Her hand hovered a charged inch from the little god's bald head, and her eyes were wide. Surely, surely she hadn't just heard a voice in her head. Surely she was dreaming awake, like the seers of Ishtandur. Was she a seer? Her grandmother had always said --
The second time that voice resounded, Agatha remembered to breathe and she backed up; a shelf of skulls behind her tottered woodenly and she jumped, a hand grasping the air for something to steady her while her eyes were fixed on the statue.
Something was shimmering in the air. It was man-shaped.
Her trembling fingers knocked over an iron vase and a porcelain clown before they clamped on the back of a chair.
"Papa?" she called meekly, her head turned toward the doorway while her eyes never moved. She shifted a foot backward. She remembered to breathe. "Pa--" A head, a long robe that threaded itself with color, a nose and a beard and eyes. They all shimmered into existence before her, translucent, and soon enough they would be whole. She reached back and her voice wavered. "Papa!"

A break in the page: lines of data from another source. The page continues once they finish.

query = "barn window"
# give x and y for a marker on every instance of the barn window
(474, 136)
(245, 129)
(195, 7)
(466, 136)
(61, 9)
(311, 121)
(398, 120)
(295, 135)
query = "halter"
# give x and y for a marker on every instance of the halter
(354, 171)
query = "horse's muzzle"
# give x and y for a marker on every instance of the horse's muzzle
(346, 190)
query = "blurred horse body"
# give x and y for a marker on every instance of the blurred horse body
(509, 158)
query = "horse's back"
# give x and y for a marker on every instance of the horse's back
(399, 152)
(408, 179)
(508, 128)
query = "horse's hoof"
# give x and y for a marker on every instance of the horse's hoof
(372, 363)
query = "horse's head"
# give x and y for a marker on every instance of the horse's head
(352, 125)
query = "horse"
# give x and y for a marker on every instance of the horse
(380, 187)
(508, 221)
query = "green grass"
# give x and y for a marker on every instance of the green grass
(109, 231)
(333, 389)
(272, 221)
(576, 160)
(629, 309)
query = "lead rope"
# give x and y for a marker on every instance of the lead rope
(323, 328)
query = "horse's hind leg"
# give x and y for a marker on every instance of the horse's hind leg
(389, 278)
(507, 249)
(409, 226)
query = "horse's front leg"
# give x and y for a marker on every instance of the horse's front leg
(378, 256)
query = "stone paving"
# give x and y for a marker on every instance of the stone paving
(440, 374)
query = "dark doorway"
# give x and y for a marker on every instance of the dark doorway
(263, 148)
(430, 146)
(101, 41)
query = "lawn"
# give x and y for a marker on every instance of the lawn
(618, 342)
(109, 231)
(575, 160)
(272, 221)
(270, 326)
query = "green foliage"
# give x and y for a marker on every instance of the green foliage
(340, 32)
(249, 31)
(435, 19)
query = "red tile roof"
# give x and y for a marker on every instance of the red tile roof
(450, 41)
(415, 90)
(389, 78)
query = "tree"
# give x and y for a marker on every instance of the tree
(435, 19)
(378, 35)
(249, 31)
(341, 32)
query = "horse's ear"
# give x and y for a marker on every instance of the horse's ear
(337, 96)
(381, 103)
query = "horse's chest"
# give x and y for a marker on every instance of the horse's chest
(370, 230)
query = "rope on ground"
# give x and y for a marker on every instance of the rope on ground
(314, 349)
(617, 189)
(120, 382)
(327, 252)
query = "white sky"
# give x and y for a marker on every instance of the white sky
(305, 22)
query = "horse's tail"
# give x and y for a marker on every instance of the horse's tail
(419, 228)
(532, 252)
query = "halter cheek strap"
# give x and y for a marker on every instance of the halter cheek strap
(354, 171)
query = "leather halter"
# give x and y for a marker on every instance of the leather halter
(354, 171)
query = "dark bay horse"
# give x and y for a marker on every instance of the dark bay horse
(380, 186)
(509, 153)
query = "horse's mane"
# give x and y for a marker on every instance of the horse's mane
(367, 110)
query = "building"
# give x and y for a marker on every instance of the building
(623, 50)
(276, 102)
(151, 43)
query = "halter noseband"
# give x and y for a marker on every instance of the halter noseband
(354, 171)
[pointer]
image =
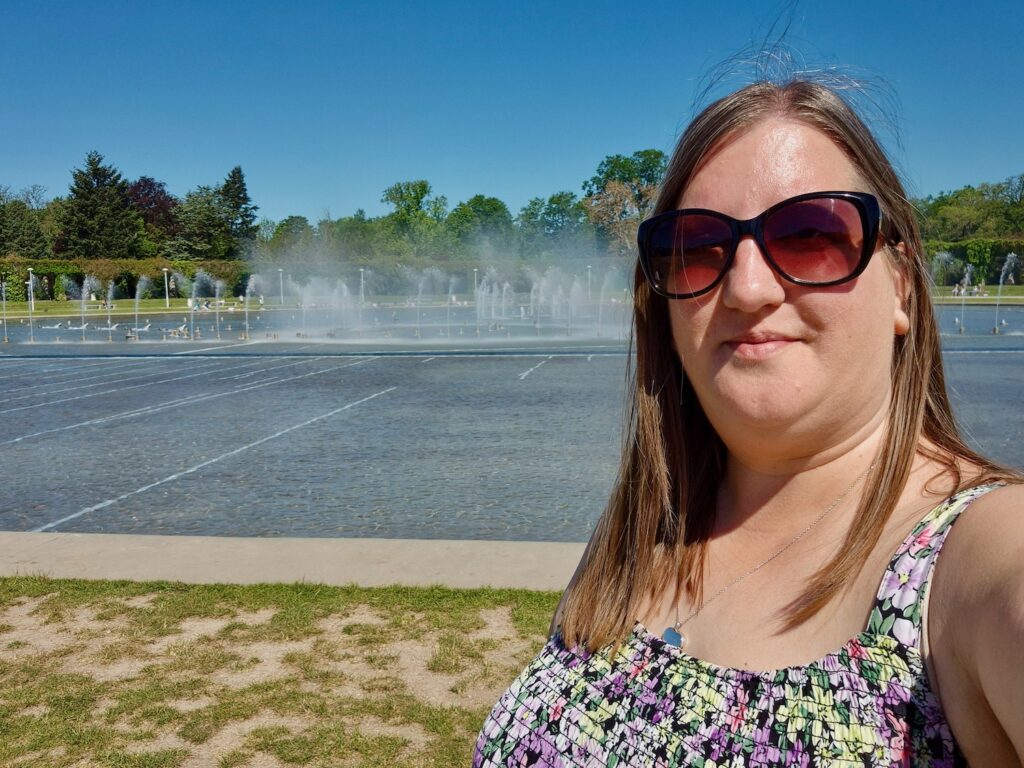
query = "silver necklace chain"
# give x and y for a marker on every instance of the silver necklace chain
(679, 623)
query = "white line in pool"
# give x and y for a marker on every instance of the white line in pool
(176, 475)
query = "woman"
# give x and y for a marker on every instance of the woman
(762, 589)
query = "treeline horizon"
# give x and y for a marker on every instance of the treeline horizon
(105, 216)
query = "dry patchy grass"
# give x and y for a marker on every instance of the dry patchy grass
(161, 675)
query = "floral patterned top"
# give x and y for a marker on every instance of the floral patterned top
(868, 704)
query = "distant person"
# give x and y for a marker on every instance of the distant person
(765, 587)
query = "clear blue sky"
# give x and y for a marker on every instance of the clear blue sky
(325, 104)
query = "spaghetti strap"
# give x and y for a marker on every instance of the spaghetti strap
(898, 605)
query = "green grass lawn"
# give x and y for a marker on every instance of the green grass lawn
(157, 675)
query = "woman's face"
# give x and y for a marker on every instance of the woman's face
(806, 367)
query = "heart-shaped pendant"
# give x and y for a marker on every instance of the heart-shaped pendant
(672, 635)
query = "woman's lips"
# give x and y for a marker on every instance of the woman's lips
(759, 346)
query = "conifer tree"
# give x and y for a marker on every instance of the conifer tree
(241, 211)
(98, 219)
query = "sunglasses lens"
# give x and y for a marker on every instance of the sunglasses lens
(687, 253)
(816, 241)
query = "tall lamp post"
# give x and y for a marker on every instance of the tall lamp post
(3, 294)
(32, 304)
(363, 293)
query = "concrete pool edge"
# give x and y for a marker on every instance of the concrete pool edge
(367, 562)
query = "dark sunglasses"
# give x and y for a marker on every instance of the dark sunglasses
(819, 239)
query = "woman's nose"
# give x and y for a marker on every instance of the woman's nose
(751, 283)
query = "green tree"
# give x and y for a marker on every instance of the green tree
(639, 171)
(293, 237)
(239, 206)
(98, 218)
(622, 194)
(205, 231)
(556, 225)
(480, 217)
(415, 229)
(20, 229)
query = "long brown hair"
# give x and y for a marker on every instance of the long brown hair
(662, 510)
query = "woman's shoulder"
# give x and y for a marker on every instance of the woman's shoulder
(986, 547)
(976, 624)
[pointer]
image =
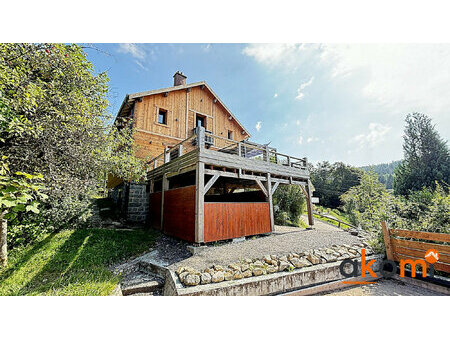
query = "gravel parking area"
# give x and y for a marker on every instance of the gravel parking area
(386, 287)
(283, 241)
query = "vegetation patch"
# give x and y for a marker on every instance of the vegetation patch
(72, 262)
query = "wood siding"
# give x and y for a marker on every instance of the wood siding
(155, 210)
(152, 137)
(179, 213)
(232, 220)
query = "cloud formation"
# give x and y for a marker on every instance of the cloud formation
(300, 94)
(133, 49)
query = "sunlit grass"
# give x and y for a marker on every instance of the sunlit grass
(71, 262)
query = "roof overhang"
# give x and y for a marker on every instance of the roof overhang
(129, 100)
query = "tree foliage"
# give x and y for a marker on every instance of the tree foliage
(426, 157)
(289, 204)
(52, 90)
(332, 180)
(385, 172)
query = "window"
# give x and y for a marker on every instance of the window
(162, 116)
(230, 134)
(200, 121)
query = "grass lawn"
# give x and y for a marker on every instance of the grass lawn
(71, 262)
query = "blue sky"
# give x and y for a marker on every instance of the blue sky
(325, 101)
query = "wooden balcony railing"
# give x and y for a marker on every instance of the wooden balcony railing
(245, 149)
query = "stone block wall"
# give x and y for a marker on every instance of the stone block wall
(138, 203)
(132, 200)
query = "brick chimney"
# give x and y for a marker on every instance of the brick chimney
(179, 79)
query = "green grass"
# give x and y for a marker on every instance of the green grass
(333, 213)
(71, 262)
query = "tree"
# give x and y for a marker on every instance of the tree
(18, 193)
(332, 180)
(426, 157)
(367, 204)
(289, 204)
(54, 89)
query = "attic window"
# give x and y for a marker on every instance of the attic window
(230, 134)
(162, 116)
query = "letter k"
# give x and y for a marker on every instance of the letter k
(367, 267)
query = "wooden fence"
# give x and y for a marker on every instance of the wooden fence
(407, 244)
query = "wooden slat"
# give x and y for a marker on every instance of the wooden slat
(421, 245)
(419, 253)
(437, 266)
(231, 220)
(387, 240)
(179, 213)
(420, 235)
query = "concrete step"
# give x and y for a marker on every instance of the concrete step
(143, 289)
(141, 282)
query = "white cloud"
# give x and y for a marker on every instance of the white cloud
(312, 139)
(300, 94)
(206, 48)
(374, 136)
(131, 48)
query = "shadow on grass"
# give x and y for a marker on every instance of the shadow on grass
(80, 265)
(25, 257)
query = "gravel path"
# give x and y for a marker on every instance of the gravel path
(386, 287)
(282, 241)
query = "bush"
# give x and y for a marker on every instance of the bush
(289, 204)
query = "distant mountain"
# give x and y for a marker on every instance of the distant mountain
(385, 172)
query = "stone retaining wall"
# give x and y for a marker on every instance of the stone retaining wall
(132, 200)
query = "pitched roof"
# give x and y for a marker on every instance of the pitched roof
(130, 98)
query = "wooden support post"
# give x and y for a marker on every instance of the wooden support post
(264, 190)
(152, 186)
(210, 183)
(275, 186)
(199, 202)
(165, 186)
(269, 198)
(309, 203)
(387, 241)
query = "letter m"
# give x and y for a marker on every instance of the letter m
(413, 264)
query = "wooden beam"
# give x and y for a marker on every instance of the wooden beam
(210, 183)
(275, 186)
(165, 186)
(269, 198)
(199, 202)
(308, 194)
(387, 241)
(258, 181)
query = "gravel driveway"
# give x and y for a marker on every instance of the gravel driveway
(285, 239)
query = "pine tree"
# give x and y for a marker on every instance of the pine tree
(426, 157)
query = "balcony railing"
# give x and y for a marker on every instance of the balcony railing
(245, 149)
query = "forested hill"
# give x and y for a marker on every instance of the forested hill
(385, 172)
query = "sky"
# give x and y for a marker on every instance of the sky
(330, 102)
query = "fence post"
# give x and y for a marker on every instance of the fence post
(387, 241)
(200, 137)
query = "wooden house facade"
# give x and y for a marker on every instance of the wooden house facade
(206, 180)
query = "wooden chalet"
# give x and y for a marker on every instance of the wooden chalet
(206, 180)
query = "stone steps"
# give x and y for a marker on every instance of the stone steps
(143, 289)
(141, 283)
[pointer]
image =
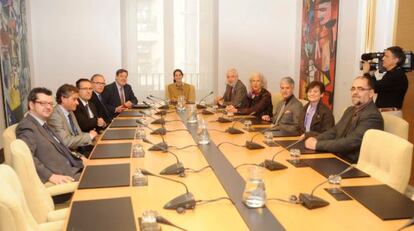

Pinafore squealed and creaked in concern and alarm; in a rare show of bravery, the young fingerling scrabbled out of his hiding place and leaped in a flash of blue leather onto the table -- jars and figurines clattered and tinkled and rolled all around him, he swiped his tail and something shattered on the floor. He thrust his long neck, little sharp jaws opened wide and he roared at the shimmery old man with all his might, like a rusty hinge.
Agatha broke her stare to look at the dragon for an instant, and her paralysis was broken. She darted behind the table and crouched there with her face hidden against her arms, taking deep open breaths of musty air. An enchantment, surely -- or, no! Papa had said .... he'd said about that statue ...
Who are you?
"An earth god!" Agatha whispered airily to herself. It was true! She smiled widely for a moment, thrilled that she had wakened an earth god -- but her expression fell just as quickly as she wondered just what sort of god she had awakened. There were gods that were capable of terrible things. She'd seen the picture books.
Slowly she peeped over the edge of the table, breathing through her mouth -- and when nothing terrible happened she stood a bit taller, shifted a bit better into the earth god's sight, her expression one of slack wonder. He looked like a kindly old man -- like a grandfather, wise and full of stories, with sweets in his pockets and an answer to every problem. Try as she might -- even while she could still see through him to the jars and bowls behind -- she couldn't imagine this old, wrinkled man committing any of the horrors of the picture books. She couldn't imagine him anything less than kind. Even as Pinafore growled and fluttered, Agatha's fear dwindled.
Agatha...
Her breath caught again, and this time she remembered her manners. How does one greet a god? Awkwardly, she laid a hand on the chair again and curtsied, and she hoped this was enough. "Yes..." Her voice was barely audible, so much it squeaked and shook. She pretended to clear her throat as she'd seen her father do when he had trouble speaking, and she lifted her chin.
"Yes," she said in her bravest and most articulate voice. "My name is Agatha Eugenia Kerrigan Thrimble. Sir." What was the correct pronoun to address a god with? She curtsied again. "I am honored to meet you. I hope you have had a restful --" no, don't say that! but it was too late: "-- sleep." She winced and looked up, and she wondered if his body were completely whole just yet. He still hadn't moved his wrinkly mouth.
"Is there something I can get you?" The more he looked like a simple old man, the easier it was to believe that he was, indeed. "You must be awfully hungry. Hush, Pin!" She made warning eyes at the squeaking fingerling, and the dragon shut his teeth.